6) After this officer heard his colleagues make contact with the occupants of the room, he observed (through a fosted window) a figure enter the bathroom and bend over the toilet. Based upon his experience, he concluded that the person might be trying to destroy something or flush something down the toilet.


The Court concluded that "While none of these considerations, when taken individually, would be sufficient to create a 'fair probability' that evidence of a crime would be found in Room 22, they strike us as more than sufficient to establish probable cause and exigent circumstances when viewed through the 'totality of the circumstances' prism."


The Court affirmed denial of the motion to suppress.


The Court upheld the sentences of 420 months and 234 months.

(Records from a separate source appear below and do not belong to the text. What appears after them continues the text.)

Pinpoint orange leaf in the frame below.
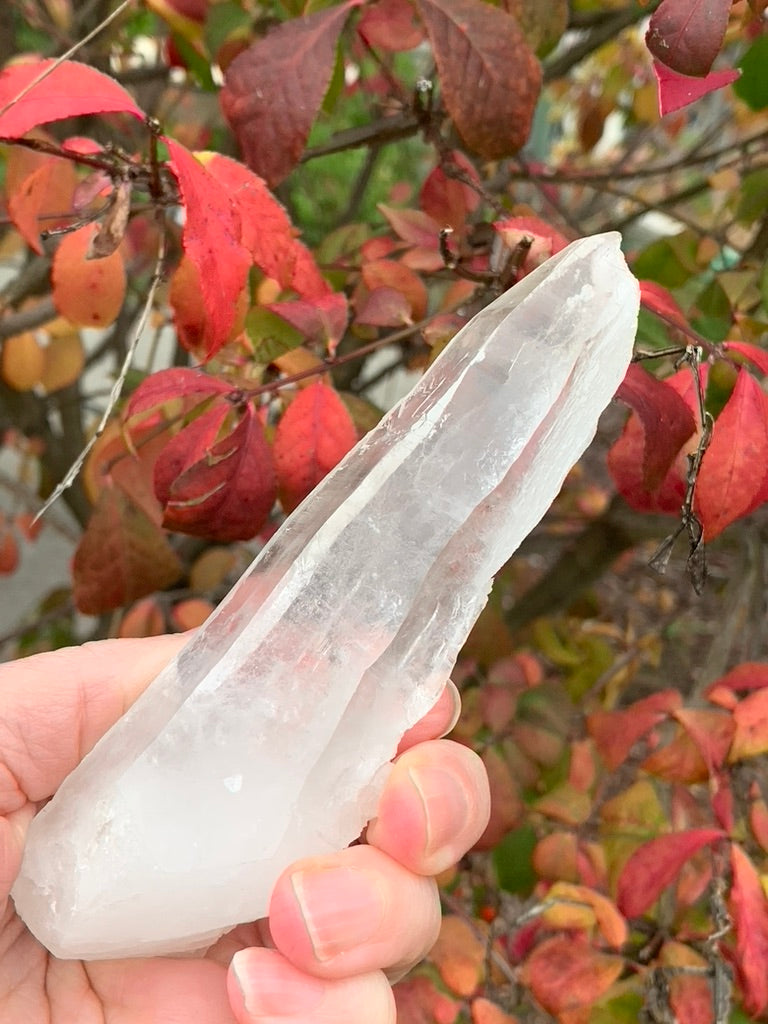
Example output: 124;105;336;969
429;914;486;995
417;0;542;157
274;381;357;512
731;843;768;1016
72;486;181;615
165;138;251;358
694;368;768;542
728;688;768;763
587;690;682;771
52;224;125;327
0;331;45;391
520;935;624;1018
616;828;725;918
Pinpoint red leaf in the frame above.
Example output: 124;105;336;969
0;60;144;138
645;0;731;78
6;148;76;255
640;281;688;328
520;935;624;1019
220;0;359;185
616;828;725;918
51;223;126;327
206;154;331;300
674;708;735;775
608;367;707;515
165;138;251;358
494;217;568;278
587;690;682;771
731;843;768;1016
616;362;696;492
361;259;427;317
155;401;276;542
417;0;542;156
265;292;348;355
419;151;480;234
357;0;424;53
274;381;357;512
653;60;738;117
72;486;181;615
728;689;768;762
705;662;768;697
126;368;231;417
723;341;768;374
694;369;768;541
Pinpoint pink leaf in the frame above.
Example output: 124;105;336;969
0;60;145;138
616;364;696;490
723;341;768;374
616;828;725;918
220;0;359;185
694;369;768;541
731;843;768;1016
645;0;731;77
653;60;739;117
165;138;251;358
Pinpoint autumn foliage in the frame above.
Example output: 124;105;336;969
0;0;768;1024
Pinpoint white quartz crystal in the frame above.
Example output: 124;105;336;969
13;233;639;958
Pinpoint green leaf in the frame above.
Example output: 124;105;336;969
691;281;733;341
246;306;304;365
633;231;698;288
733;36;768;111
492;825;539;896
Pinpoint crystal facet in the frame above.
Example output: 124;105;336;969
13;233;639;958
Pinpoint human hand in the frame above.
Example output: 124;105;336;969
0;636;488;1024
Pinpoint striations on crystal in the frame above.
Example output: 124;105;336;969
12;233;639;958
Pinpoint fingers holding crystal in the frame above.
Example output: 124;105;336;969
269;846;440;978
227;949;395;1024
366;739;490;874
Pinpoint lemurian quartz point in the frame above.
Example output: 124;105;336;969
13;233;639;958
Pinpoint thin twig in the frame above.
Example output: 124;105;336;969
0;0;134;117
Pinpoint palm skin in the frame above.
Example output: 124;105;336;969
0;637;488;1024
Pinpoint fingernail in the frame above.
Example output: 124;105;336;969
291;867;384;963
231;949;326;1020
409;765;470;860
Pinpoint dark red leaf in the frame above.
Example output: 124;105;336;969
608;367;707;515
616;362;696;492
274;381;357;512
165;138;251;358
640;281;688;328
0;60;144;138
616;828;725;918
206;154;331;300
731;843;768;1016
694;369;768;541
520;935;624;1021
645;0;731;78
587;690;682;771
72;486;181;615
357;0;424;53
155;402;276;543
653;60;738;117
265;292;348;355
220;0;359;185
417;0;542;157
705;662;768;697
723;341;768;374
126;367;231;417
419;152;480;234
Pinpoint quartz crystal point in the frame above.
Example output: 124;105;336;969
13;233;639;958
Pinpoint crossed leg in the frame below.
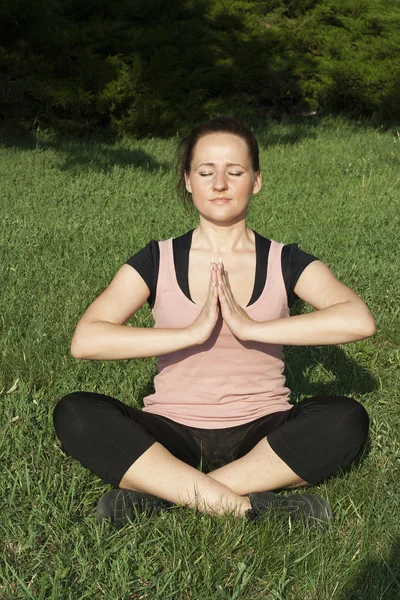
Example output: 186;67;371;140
207;437;307;496
119;438;306;516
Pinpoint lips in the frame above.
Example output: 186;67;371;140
211;198;230;204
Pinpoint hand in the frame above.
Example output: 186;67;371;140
188;260;219;345
214;262;254;341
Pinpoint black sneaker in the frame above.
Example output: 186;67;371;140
96;489;175;529
246;492;333;529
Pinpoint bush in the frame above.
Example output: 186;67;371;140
0;0;400;136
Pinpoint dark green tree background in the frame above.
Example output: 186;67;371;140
0;0;400;135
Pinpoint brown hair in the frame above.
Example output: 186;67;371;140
176;117;260;207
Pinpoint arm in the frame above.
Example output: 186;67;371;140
71;264;195;360
247;261;375;346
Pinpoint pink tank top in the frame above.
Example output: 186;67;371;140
143;238;291;429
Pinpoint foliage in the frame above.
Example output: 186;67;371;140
0;0;400;136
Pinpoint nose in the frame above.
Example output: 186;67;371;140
213;171;228;191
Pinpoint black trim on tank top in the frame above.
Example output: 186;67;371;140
172;229;271;306
126;229;319;309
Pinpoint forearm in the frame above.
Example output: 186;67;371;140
71;321;195;360
247;302;375;346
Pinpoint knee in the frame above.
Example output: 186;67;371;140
335;396;369;445
53;392;85;446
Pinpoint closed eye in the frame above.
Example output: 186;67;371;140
200;173;243;177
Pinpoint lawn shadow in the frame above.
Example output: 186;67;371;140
338;537;400;600
1;129;171;173
285;346;378;402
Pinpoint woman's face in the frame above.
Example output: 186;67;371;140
185;133;261;222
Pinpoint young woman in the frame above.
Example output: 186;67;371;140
54;117;375;527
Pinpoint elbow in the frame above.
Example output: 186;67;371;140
359;313;376;340
70;332;87;359
70;340;83;358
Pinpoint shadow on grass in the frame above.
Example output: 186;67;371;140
285;346;378;402
338;538;400;600
1;129;170;173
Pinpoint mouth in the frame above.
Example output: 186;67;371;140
210;198;231;204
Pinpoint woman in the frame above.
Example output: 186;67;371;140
54;117;375;527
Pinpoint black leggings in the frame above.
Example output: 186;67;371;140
53;392;369;487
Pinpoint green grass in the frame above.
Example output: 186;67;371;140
0;119;400;600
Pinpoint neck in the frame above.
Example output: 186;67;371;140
192;221;254;257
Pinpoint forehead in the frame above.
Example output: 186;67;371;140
192;133;250;169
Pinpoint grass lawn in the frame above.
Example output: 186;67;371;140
0;118;400;600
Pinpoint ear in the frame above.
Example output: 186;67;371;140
253;171;262;194
185;173;192;194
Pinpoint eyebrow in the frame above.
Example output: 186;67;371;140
196;163;244;169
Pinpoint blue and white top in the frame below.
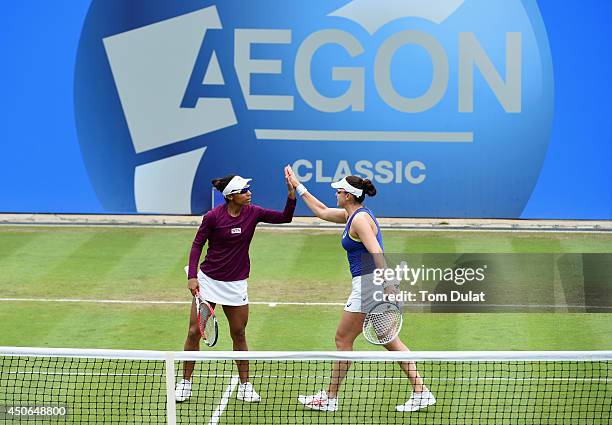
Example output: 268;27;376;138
342;207;385;277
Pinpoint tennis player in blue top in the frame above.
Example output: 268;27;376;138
285;166;436;412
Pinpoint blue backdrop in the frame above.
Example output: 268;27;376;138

Judge Griffin dissented: "I would adhere to our original decision, see United States v. Domenech, 623 F.3d 325, 331 (6th Cir. 2010). In my view, the evidence was obtained by the police from a search and seizure not supported by probable cause as is required by the Fourth Amendment."


The dissent found that the Supreme Court has held that authorities "may not enter a private residence without a warrant unless both 'probable cause plus exigent circumstances' exist." The police did not have a search warrant before entering the motel room, so both probable cause and exigent circumstances were required to lawfully conduct a search.


The dissent concluded that "because the vague and general evidence of suspicious activity would have been insufficient to support a drug or weapons crime search warrant, it is similarly inadequate to establish the probable cause necessary to justify the warrantless search at issue."